In the works on view, each approximately 7 feet square, rope, canvas and fabrics such as silk, wool and velvet are brought together in complex compositions. Braiding, stitching, gluing, crocheting and weaving fill out the designs, and the varied surfaces are painted in oil. The needlework in particular showcases Bland’s technical prowess, and the haptic results accomplish what any good painting should: namely, the ability to engage and move the eye. Spring Shadow, for example, with its strong arcs and triangles, recalls Georgia O’Keeffe’s Brooklyn Bridge (1949), a painterly show of strength and beauty, function and form in a scene of sweeping steel cords.
The pieces reflect on experiences with nature—as evidenced by their titles (in addition to Spring Shadow, there are A Cold Sun A Burning Tree and Winter) as well as the mountainous forms in their compositions—while also making a case for the power of decoration.

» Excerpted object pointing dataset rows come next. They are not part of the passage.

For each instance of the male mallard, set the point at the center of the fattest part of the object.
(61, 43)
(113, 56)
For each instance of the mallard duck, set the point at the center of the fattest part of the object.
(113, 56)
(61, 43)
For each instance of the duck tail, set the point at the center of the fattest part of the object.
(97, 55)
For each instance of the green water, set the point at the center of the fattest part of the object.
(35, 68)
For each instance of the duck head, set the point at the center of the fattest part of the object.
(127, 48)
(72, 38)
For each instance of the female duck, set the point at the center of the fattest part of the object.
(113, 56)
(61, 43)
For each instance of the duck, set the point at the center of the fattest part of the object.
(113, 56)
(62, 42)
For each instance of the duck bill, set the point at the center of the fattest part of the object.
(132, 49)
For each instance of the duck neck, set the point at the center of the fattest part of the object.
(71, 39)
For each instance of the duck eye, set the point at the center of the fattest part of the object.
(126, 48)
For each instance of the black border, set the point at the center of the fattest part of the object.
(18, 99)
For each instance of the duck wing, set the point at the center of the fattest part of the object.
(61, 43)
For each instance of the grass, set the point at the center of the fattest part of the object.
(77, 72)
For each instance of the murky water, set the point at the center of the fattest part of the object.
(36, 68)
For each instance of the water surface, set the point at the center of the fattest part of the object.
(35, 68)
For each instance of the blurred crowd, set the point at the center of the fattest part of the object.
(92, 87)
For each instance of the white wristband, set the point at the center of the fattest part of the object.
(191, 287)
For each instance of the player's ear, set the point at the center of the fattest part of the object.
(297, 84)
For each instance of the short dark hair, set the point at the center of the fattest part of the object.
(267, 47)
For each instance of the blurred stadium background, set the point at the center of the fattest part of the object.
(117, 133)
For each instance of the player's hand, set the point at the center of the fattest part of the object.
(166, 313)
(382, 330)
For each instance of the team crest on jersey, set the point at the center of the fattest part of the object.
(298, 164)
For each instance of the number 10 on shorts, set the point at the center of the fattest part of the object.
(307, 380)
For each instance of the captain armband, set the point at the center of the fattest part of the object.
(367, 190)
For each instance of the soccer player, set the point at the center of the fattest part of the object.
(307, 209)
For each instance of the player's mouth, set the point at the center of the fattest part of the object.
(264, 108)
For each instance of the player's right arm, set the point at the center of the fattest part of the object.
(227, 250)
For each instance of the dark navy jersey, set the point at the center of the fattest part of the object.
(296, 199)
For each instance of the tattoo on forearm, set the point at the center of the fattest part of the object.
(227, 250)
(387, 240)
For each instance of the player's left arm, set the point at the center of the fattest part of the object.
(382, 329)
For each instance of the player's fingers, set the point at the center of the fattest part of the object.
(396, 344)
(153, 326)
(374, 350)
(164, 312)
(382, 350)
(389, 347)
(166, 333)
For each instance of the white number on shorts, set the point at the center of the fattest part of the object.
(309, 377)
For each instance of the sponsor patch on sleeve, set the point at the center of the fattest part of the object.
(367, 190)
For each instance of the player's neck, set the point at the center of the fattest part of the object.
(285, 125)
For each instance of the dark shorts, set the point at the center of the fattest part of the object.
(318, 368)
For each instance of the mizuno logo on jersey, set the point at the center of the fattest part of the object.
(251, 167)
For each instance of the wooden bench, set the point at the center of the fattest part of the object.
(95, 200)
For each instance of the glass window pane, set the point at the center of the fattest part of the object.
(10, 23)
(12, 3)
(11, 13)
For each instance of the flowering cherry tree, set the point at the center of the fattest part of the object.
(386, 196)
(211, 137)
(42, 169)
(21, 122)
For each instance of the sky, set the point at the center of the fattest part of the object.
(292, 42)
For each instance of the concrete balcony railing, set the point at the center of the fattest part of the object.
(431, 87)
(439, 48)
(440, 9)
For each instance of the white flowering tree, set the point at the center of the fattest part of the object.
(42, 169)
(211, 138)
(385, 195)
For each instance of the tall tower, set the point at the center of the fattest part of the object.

Islamic art and design is generally characterized by its material richness. The elaborate ornamentation of mosques is meant to translate the sense of awe produced by magnificent architecture into a similar awe in response to God. In Arab culture in particular, the repetition of prayers and visual motifs is meant to summon a kind of metaphysical trance. To successfully elicit such a state, Bland’s work would require a space much larger than what On Stellar Rays offered. While the works’ grandeur was apparent here, the small upstairs gallery greatly limited the effect.
Though Martin’s essay is almost 30 years old, his criticism of shallow materiality applies to many process-driven artworks produced today. Such works rely on impressive technique and fleeting aesthetic satisfaction in place of prolonged and nuanced contemplation. Bland’s work could have easily fallen into this category, but her application of unconventional methods to the painting medium and her engagement with mystic traditions beget paintings that are able to marry the earthly and the divine.